Texas should end "sanctuary cities"
Texas has a reputation for being tough on crime, and that's because we need to be. The state not only has to deal with the consequences of its homegrown criminals but often also those from many other nations, since we're a high immigration and a border state. So in many cases, the criminals are here illegally.
Shockingly, of the more than 200,000 of what law enforcement agencies refer to as "criminal aliens" booked into Texas jails between June 2011 and August 2016, 66 percent of them — more than 134,000 — were identified as being in the country illegally at the time of their last arrest. What many Texans don't know, however, is that many communities adopt practices that actually impede local law enforcement from cooperating with federal immigration officials after an encounter with a criminal alien. In short, instead of being deported, criminal aliens are often released back onto the streets.
Those outrageous directives, collectively known as "sanctuary policies," are laws, resolutions or executive actions that prohibit local officials from inquiring, acting on or reporting an individual's immigration status, even when there is reasonable suspicion that an individual is in the country illegally. Many of these policies even prohibit compliance with detainers — official holds placed on individuals — that ensure deportation.
Sanctuary policies endanger public safety, fuel illegal immigration, waste millions of dollars and conflict with federal law. That's why they should be outlawed in Texas and nationally.
Defying all common sense, Texas is home to many of the nation's 300 sanctuary communities. And Travis County, with 72 declined detainers between January 2014 and September 2015, tops the list of Texas jurisdictions that have turned their backs on immigration enforcement.
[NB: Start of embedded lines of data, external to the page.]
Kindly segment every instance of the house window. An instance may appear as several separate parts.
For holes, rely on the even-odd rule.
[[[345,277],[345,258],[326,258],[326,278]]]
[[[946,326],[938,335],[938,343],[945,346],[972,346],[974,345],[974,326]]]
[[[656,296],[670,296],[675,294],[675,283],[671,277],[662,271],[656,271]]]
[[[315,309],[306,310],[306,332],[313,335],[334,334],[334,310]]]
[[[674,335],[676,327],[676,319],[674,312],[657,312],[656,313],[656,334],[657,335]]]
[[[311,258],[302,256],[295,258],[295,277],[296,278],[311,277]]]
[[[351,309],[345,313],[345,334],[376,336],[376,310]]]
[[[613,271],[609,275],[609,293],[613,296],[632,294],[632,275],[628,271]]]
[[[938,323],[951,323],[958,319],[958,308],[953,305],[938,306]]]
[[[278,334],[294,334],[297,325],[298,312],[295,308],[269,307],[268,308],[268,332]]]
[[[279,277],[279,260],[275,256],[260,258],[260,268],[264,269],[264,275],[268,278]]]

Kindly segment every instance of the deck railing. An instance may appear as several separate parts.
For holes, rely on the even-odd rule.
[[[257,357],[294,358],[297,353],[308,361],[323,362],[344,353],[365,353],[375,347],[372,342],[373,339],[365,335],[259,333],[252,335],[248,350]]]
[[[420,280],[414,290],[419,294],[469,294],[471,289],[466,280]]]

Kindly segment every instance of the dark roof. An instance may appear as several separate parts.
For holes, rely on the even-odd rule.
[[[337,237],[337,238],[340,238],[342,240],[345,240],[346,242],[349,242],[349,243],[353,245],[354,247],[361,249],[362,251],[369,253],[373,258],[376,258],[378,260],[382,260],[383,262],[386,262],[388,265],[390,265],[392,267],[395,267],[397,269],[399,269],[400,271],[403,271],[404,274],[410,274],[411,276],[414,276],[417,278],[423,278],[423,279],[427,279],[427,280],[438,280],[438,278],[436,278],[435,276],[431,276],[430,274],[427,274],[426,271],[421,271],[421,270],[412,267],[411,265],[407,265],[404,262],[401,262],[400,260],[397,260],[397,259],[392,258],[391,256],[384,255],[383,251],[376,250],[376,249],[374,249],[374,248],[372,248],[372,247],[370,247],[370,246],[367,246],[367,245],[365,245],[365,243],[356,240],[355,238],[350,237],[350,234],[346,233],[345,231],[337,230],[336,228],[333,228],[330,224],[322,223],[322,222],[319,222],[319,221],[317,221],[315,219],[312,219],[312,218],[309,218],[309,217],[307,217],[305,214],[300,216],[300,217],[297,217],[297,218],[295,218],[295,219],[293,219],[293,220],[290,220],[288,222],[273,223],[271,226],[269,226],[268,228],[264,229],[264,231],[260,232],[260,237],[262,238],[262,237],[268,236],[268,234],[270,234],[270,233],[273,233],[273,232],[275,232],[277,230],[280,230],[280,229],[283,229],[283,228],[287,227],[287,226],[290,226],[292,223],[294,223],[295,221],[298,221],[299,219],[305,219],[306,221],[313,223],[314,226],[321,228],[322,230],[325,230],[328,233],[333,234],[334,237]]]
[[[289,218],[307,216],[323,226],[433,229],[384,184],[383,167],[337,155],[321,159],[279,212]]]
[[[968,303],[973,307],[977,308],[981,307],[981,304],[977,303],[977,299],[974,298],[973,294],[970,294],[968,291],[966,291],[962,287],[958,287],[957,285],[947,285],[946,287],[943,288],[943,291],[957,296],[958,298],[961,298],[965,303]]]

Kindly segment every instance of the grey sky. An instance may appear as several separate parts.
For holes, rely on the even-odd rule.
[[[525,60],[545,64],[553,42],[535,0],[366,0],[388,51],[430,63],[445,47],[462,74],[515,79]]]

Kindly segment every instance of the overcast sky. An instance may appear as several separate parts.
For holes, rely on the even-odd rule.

The lack of cooperation between local and federal officials in immigration enforcement directly contributed to the death of Pearland resident Joshua Wilkerson, who was tortured and set afire in 2010 by a man in the country illegally who had been arrested, charged and then released months before.
The presence of sanctuary policies is like a magnet to people in the country illegally. Just last year, San Francisco resident Kate Steinle was murdered by Juan Lopez-Sanchez, a Mexican national who had been convicted of seven felonies and deported five times. Lopez-Sanchez admitted after the murder that he continued to return to San Francisco after his string of deportations because of its liberal sanctuary policies.
Across the nation, illegal immigration is a huge burden to state and local governments, costing taxpayers an estimated $113 billion in 2013, which has gone up since then. A majority of this expense — $84 billion — is borne by state and local taxpayers. These costs include educational, health care, welfare and law enforcement expenditures. By offering a safe place to live undetected, sanctuary policies encourage further illegal immigration that only increases these costs.
Sanctuary policies also undermine federal law. Of course, that hasn't been an obstacle recently to the communities that pass these ordinances because the Obama administration has spent so much time rolling out the red carpet to those in the United States without legal permission that it apparently hasn't had time to focus on law enforcement. Should a president win office who swears to uphold federal law, communities that have sanctuary laws will be open to large sanctions from the federal government.
A University of Texas/Texas Tribune poll from November 2015 shows that Texans listed border security and illegal immigration — ahead of any other issue — as a top concern facing the nation. State and local sanctuary policies create an environment that invites more, not less, illegal immigration. But state and local law enforcement — perhaps the state's biggest law enforcement assets — are forbidden from being part of the solution because of sanctuary laws. And that's why those laws need to go.